The first step is to detect the spots to track. Once this is done, the initial distances in x and y between the spots is saved. For each spot, a Process in charge of tracking it is started. When a new image is received, subframes based on the last known positions of the spots are sent to the tracker processes, and they return the new positions of the detected spots. Based on these new positions, updated strain values are returned.
It is possible to track only one spot, in which case only the position of its center is returned and the strain values are left to 0.
- __init__(white_spots: bool = False, update_thresh: bool = False, num_spots: int | None = None, safe_mode: bool = False, border: int = 5, min_area: int = 150, blur: int | None = 5) None [source]
Sets the args and the other instance attributes.
- Parameters:
white_spots – If
True
, detects white objects on a black background, else black objects on a white background.update_thresh – If
True
, the threshold for detecting the spots is re-calculated for each new image. Otherwise, the first calculated threshold is kept for the entire test. The spots are less likely to be lost with adaptive threshold, but the measurement will be more noisy. Adaptive threshold may also yield inconsistent results when spots are lost.num_spots – The number of spots to detect, between 1 and 4. The class will then try to detect this exact number of spots, and won’t work if not enough spots can be found. If this argument is not given, at most 4 spots can be detected but the class will work with any number of detected spots between 1 and 4.
safe_mode – If
True
, the class will stop and raise an exception as soon as overlapping is detected. Otherwise, it will first try to reduce the detection window to get rid of overlapping. This argument should be used when inconsistency in the results may have critical consequences.border – When searching for the new position of a spot, the class will search in the last known bounding box of this spot plus a few additional pixels in each direction.
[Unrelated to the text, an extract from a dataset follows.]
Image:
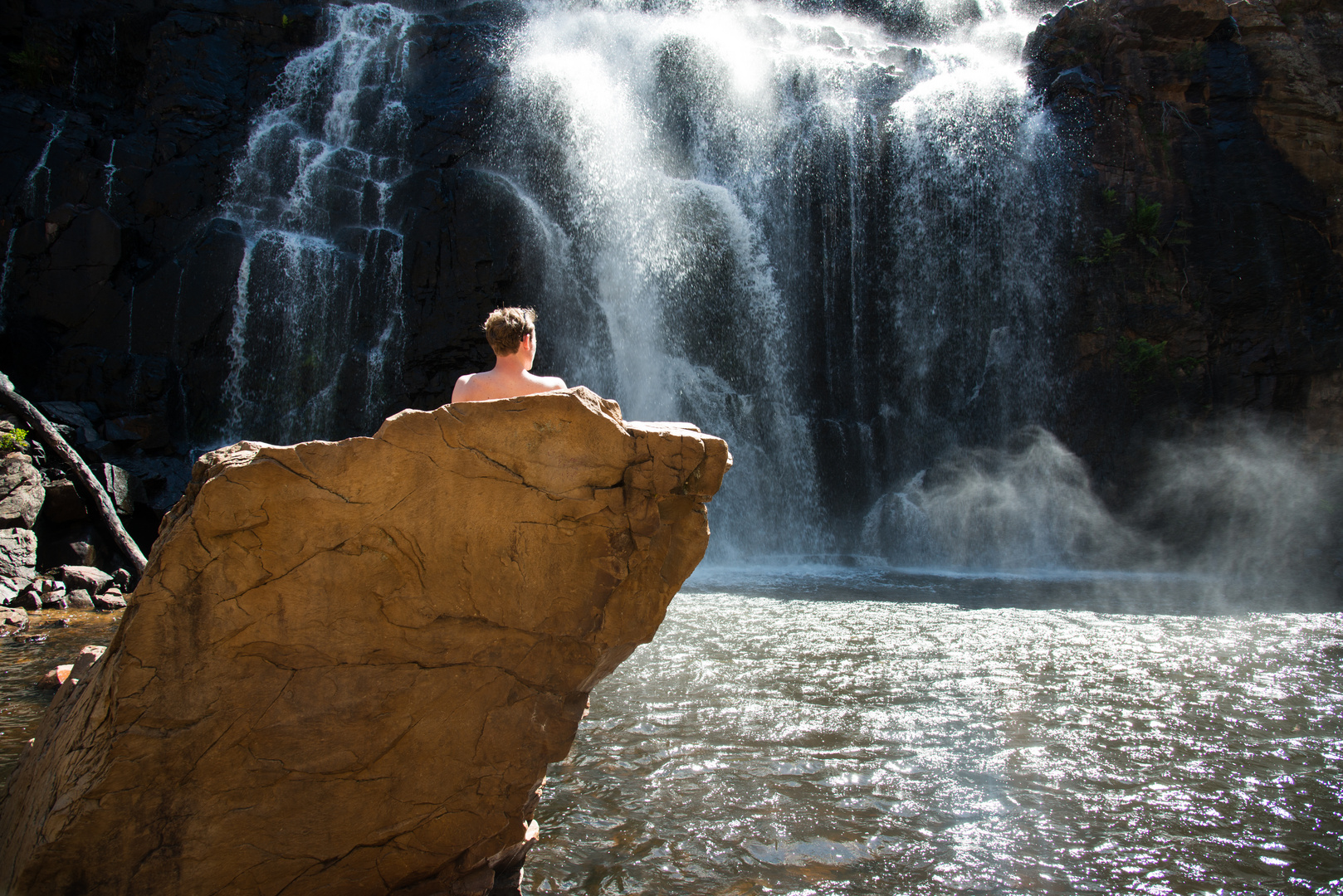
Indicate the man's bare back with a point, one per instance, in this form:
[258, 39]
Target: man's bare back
[512, 375]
This argument sets the number of additional pixels to use. It should be greater than the expected “speed” of the spots, in pixels / frame. But if it’s too big, noise or other spots might hinder the detection.
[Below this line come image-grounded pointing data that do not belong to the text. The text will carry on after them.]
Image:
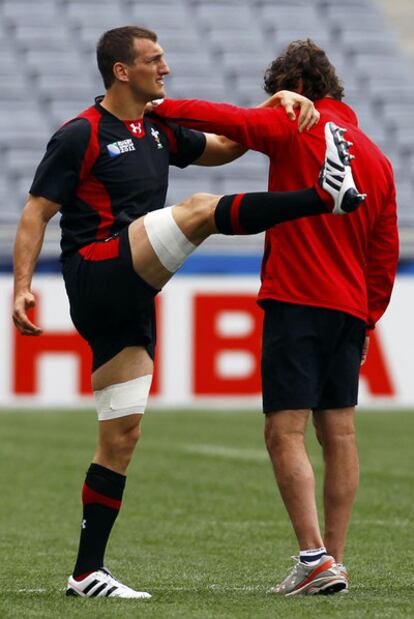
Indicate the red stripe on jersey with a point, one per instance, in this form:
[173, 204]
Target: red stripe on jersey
[168, 132]
[91, 496]
[136, 127]
[94, 194]
[101, 251]
[234, 215]
[92, 152]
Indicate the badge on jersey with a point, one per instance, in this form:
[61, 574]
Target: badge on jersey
[117, 148]
[156, 135]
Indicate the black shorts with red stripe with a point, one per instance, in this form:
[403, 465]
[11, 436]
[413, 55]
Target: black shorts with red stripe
[110, 305]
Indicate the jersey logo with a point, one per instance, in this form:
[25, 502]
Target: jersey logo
[136, 128]
[156, 135]
[117, 148]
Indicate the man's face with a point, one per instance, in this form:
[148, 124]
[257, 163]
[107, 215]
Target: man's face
[146, 74]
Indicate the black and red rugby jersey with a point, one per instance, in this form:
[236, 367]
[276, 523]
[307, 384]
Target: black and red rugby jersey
[106, 172]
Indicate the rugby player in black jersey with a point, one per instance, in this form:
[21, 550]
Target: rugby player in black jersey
[106, 171]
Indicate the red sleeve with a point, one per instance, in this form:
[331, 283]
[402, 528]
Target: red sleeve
[260, 129]
[382, 261]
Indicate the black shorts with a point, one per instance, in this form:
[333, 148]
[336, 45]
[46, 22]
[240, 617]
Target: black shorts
[110, 305]
[310, 358]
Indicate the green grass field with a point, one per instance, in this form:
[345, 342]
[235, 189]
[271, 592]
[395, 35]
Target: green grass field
[202, 527]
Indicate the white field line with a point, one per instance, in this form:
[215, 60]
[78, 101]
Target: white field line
[223, 451]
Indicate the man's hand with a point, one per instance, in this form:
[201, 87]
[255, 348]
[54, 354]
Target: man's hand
[308, 116]
[365, 348]
[22, 303]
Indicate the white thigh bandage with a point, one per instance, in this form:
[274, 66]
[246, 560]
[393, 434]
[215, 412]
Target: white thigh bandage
[168, 241]
[123, 399]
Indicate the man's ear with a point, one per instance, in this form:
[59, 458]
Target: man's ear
[120, 72]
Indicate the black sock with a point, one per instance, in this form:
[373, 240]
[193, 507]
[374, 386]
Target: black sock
[251, 213]
[101, 498]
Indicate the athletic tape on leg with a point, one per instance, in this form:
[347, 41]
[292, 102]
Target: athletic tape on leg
[123, 399]
[167, 239]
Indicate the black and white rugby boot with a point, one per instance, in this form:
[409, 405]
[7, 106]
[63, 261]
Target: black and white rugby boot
[336, 173]
[102, 584]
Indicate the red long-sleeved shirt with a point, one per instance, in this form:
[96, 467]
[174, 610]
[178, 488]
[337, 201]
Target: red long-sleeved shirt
[344, 263]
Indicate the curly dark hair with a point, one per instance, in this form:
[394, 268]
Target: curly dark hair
[306, 63]
[117, 45]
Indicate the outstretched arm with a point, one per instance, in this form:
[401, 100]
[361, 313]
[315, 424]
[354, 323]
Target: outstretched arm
[29, 240]
[382, 261]
[221, 149]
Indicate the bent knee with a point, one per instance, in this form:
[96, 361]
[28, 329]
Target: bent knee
[201, 204]
[278, 436]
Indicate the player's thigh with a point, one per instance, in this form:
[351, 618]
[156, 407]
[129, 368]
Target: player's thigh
[334, 424]
[130, 363]
[341, 383]
[161, 240]
[291, 361]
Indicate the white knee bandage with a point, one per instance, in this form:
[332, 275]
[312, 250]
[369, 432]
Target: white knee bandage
[123, 399]
[168, 241]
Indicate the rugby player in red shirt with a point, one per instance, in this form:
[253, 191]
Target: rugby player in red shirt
[325, 283]
[106, 171]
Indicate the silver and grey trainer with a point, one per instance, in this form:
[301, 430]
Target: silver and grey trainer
[324, 578]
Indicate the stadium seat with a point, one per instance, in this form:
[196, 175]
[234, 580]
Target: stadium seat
[62, 111]
[22, 161]
[196, 87]
[367, 41]
[53, 37]
[217, 17]
[235, 41]
[217, 50]
[61, 87]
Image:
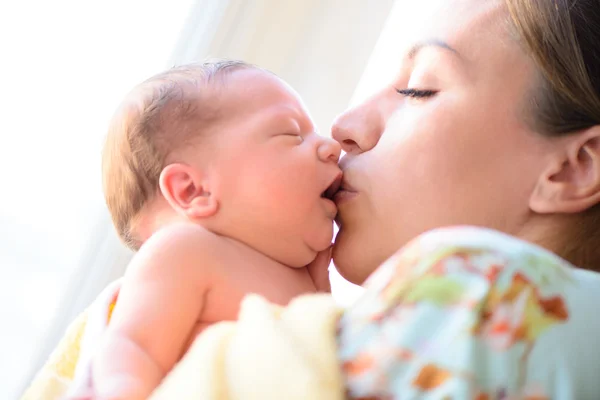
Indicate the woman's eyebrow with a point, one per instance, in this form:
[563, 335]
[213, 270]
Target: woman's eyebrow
[431, 43]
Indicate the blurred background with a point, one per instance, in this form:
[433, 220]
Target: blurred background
[66, 65]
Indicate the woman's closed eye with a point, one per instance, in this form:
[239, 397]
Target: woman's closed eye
[416, 93]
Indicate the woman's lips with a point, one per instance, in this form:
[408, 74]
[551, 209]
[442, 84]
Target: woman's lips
[344, 194]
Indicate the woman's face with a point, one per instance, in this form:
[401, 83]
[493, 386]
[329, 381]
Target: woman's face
[443, 143]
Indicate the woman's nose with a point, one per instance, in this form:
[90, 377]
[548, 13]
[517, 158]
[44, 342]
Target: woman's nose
[329, 150]
[359, 128]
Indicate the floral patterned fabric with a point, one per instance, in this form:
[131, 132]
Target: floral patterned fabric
[469, 313]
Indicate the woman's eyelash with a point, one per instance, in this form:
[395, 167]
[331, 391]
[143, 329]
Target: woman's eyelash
[416, 93]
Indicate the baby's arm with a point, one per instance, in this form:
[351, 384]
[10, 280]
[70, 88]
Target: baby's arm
[161, 300]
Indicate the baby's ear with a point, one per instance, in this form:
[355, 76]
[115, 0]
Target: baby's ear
[571, 182]
[187, 190]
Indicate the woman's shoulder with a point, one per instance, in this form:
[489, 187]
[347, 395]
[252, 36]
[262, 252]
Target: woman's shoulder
[463, 310]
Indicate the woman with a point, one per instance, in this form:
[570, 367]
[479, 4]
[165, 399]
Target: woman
[493, 120]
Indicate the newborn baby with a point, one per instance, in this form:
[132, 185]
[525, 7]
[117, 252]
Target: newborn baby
[215, 175]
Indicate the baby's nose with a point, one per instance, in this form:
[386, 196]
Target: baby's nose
[329, 150]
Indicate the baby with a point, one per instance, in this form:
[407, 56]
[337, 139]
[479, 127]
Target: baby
[215, 175]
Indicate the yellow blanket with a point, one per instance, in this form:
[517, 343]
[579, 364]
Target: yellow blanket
[271, 352]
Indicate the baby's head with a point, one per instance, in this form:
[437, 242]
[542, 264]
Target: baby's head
[226, 145]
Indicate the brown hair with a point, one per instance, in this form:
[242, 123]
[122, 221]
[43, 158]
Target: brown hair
[562, 36]
[157, 117]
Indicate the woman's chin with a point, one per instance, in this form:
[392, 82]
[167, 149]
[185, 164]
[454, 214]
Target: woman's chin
[347, 260]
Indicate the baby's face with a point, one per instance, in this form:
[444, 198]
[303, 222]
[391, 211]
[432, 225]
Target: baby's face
[272, 170]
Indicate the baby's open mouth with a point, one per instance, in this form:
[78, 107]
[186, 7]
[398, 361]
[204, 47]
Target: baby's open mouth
[333, 187]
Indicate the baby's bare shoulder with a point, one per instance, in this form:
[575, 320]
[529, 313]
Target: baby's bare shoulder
[180, 247]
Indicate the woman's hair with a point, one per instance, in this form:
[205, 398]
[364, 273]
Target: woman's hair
[563, 38]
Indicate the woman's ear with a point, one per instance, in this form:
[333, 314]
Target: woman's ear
[187, 190]
[571, 182]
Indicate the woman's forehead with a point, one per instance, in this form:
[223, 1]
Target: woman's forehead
[461, 23]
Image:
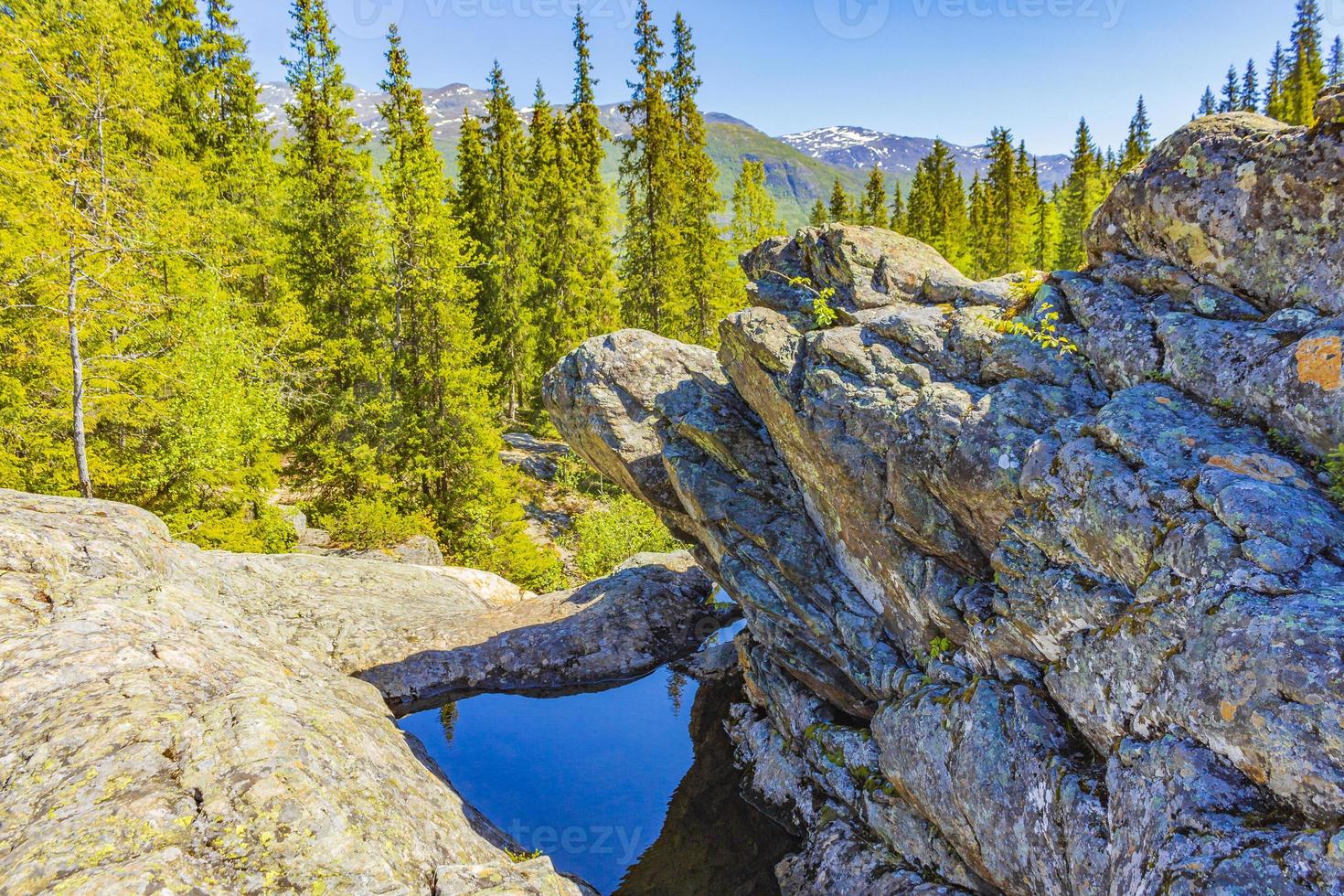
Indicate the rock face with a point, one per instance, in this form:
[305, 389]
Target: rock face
[1024, 623]
[187, 721]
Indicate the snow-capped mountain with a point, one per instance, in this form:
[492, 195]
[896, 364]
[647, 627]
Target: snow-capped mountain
[863, 149]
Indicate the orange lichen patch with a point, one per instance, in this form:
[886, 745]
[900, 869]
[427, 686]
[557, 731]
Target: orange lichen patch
[1258, 466]
[1321, 361]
min_area – The minimum area an object should have to be potentially detected as a spot. The value is given in pixels, as a surface unit. It must of course be adapted depending on the resolution of camera and the size of the spots to detect.
blur – The size in pixels of the kernel to use for applying a median blur to the image before the spot detection. If not given, no blurring is performed. A slight blur improves the spot detection by smoothening the noise, but also takes a bit more time compared to no blurring.
- detect_spots(img: ndarray, y_orig: int, x_orig: int) Spot_boxes | None [source]
Transforms the image to improve spot detection, detects up to 4 spots and return a Spot_boxes object containing all the detected spots.
- Parameters:
img – The sub-image on which the spots should be detected.
y_orig – The y coordinate of the top-left pixel of the sub-image on the entire image.
x_orig – The x coordinate of the top-left pixel of the sub-image on the entire image.
- Returns:
A Spot_boxes object containing all the detected spots.
- get_data(img: ndarray) Tuple[List[Tuple[float, ...]], float, float] | None [source]
Takes an image as an input, performs spot detection on it, computes the strain from the newly detected spots, and returns the spot positions and strain values.
- Parameters:
img – The image on which the spots should be detected.
- Returns:
A
list
containing tuples with the coordinates of the centers of the detected spots, and the calculated x and y strain values.
Video extenso configuration
- class crappy.tool.videoextensoConfig.VE_config(camera, video_extenso)[source]
Class similar to Camera configuration but also displaying the bounding boxes of the detected spots, and allowing to select the area where to detect the spots by drawing a box with the left mouse button.
It is meant to be used for configuring the VideoExtenso block.